I've talked a couple times on this blog about how the various Game Boy machines occasionally received great licensed games because developers had to do something different to get around the hardware limitations.
The Wii often received far shorter shrift, often lumbered with a low res PS2 port with some tacked on waggling to really hammer home how much of an afterthought Nintendo's machine was.
When Red Fly was given the task of porting Ghostbusters to the Will, however, they did not follow this path. This was a rare time when the Wii received a bespoke version of a widely released title… but was it worth the effort?
(Before I carry on - a quick lament for ‘Dogfight 1942’; the game that Selectron™ originally picked for me today but, when I discovered it didn't have flight stick support, I immediately uninstalled and deleted it from my spreadsheet. A slightly different way to decrease the backlog, but I guess it works.)
Ghostbusters is one of the earliest games I remember playing. In 1984 I had neither seen the film or really knew anything about it. But I had the game for the ZX Spectrum and rather enjoyed playing as those little stick-man paranormal investigators. The ‘Bank Account Number’ it gave you after finishing the game that enabled you to carry profits into your next play-through was pretty unique at the time, and added a bit of longevity to a pretty simplistic game.
Obviously by 2009 we had moved beyond such naive pleasures, and the 360 and PS3 version of this game endeavoured to put players into the most realistic shoes of a trainee Ghostbuster possible.
For Nintendo, however, developer Red Fly Studios (now sadly defunct) had shown a sure hand on the Wii with the underappreciated ‘Mushroom Men: The Spore Wars’ and took to this game in a very console-appropriate fashion.

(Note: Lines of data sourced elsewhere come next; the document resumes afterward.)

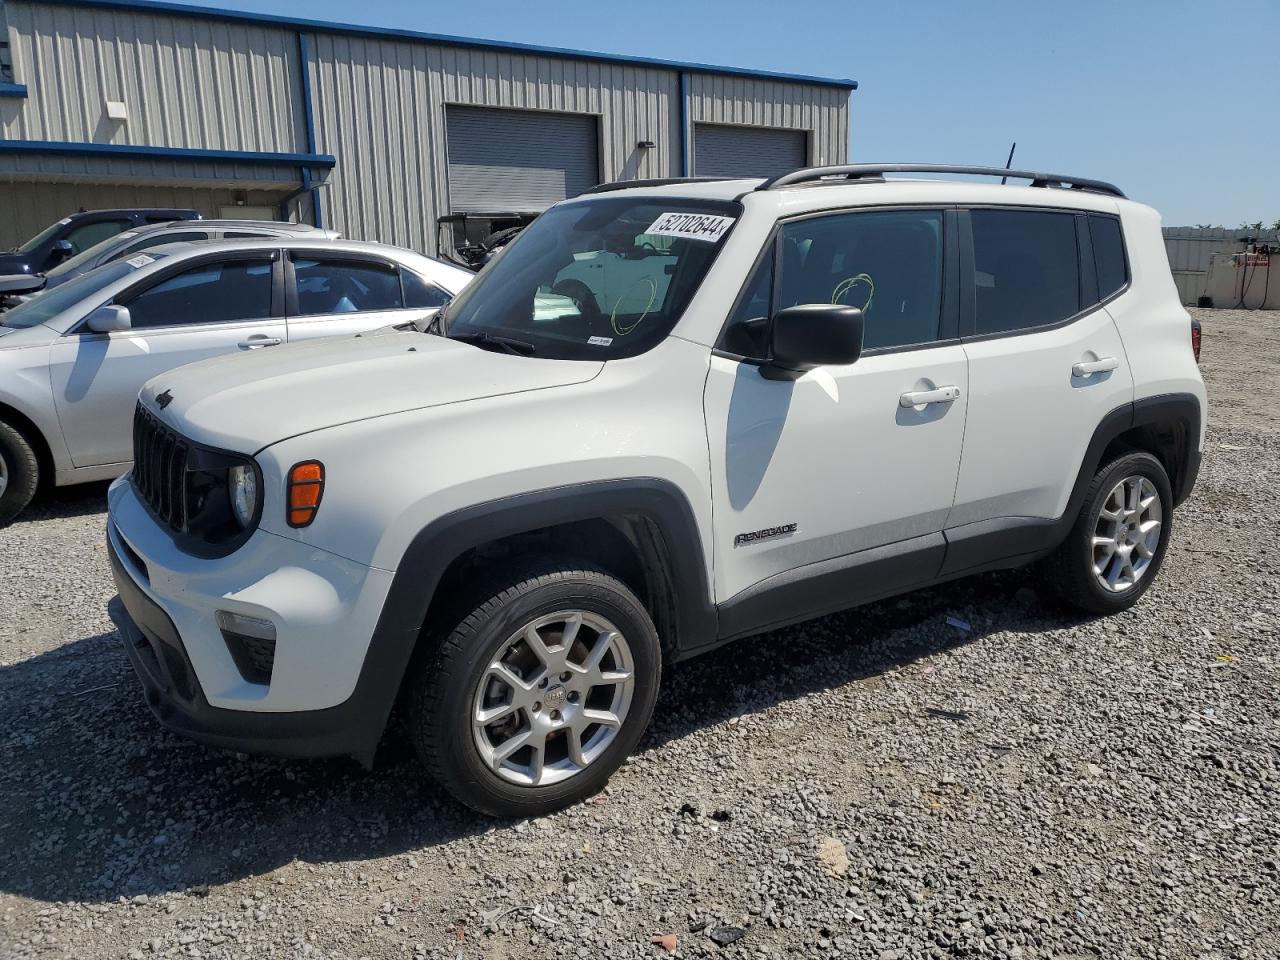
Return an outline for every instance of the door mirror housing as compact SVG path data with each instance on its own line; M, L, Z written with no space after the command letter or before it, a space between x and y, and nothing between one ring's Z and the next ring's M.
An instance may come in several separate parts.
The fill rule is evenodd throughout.
M59 240L53 245L53 255L59 260L65 260L75 252L70 240Z
M857 307L804 303L779 310L773 317L773 359L764 370L794 377L814 367L853 363L862 355L862 332Z
M133 326L129 308L108 303L89 314L86 326L94 333L119 333Z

Straight away the ‘realistic’ depictions of the cast from the PS3/360 version were replaced with caricatures, and all the environments were recreated in a cartoonish style.
Another Wii specific change was the ability to choose a female Ghostbuster, which tells you something about how far games have come in ten years.
Typically for Wii games at this time, additional motion controls were a must, and in a rare success, the implementation of them in Ghostbusters is a fantastic addition to the gameplay.
In an approach taken by far too few Wii developers the ‘look’ function, usually assigned to a right analogue stick, is taken care of with the Wiimote’s IR pointer: Move it towards the edge of the screen and your character will look in that direction.
The pointer also controls aim for your proton pack. When trying to catch a ghost you first wear the spectre down with constant fire and then slam it around with a little motion-QTE. These are mercifully brief and actually quite fun. The final act is a quick bowling motion with the nun-chuck to send out a trap that you then have to move the ghost into.
All this works really rather well; the feedback in what you see on screen relates perfectly to the motion controls, and it quickly feels very natural. It would take a pretty joyless player to insist that these controls were ‘pointless waggling’. The IR pointer in particular is an excellent way to control your proton beam and all the other motion controls only serve to embellish that further.
Apparently the script used in all versions of the game is the same, but the Wii version features some extra diversity in gameplay that lead certain publications at the time to claim this was the best version of the game.
Unfortunately I haven’t played the PS3/360 version in either it’s original or remastered form, so I don’t know if the issues in the Wii version are unique or shared on all systems.
I was personally a little disappointed that the 3 of first 4 ghosts, and both of the first two locations are lifted directly from the 1986 movie. The pitch is that this game is supposed to essentially be ‘Ghostbusters III’ so the reliance on these story beats feels like a deliberately nostalgic cop out.
But the biggest issue here is the pacing.
Despite being broken up into short 10 minute missions the game plays very slowly. The basic makeup of most levels involves tracking, and then trapping at least one ghost. Often the tracking, which involves checking your PKE antenna and goggles regularly, takes a long time and is basically walking - and then during the ‘trapping’ phase, the section where you shoot at the ghost to tire it, often outstays its welcome. There are also some peculiar delivery issues with the script that are not helped by some very odd musical cues.
Ghostbusters on the Wii does some brilliant things, and as an example of how the console’s motion controls could be implemented in an intuitive way it’s almost peerless.
Unfortunately the problems with pacing and polishing are just a bit too off-putting, and left me a little frustrated that I had to endure them to get to the fun parts.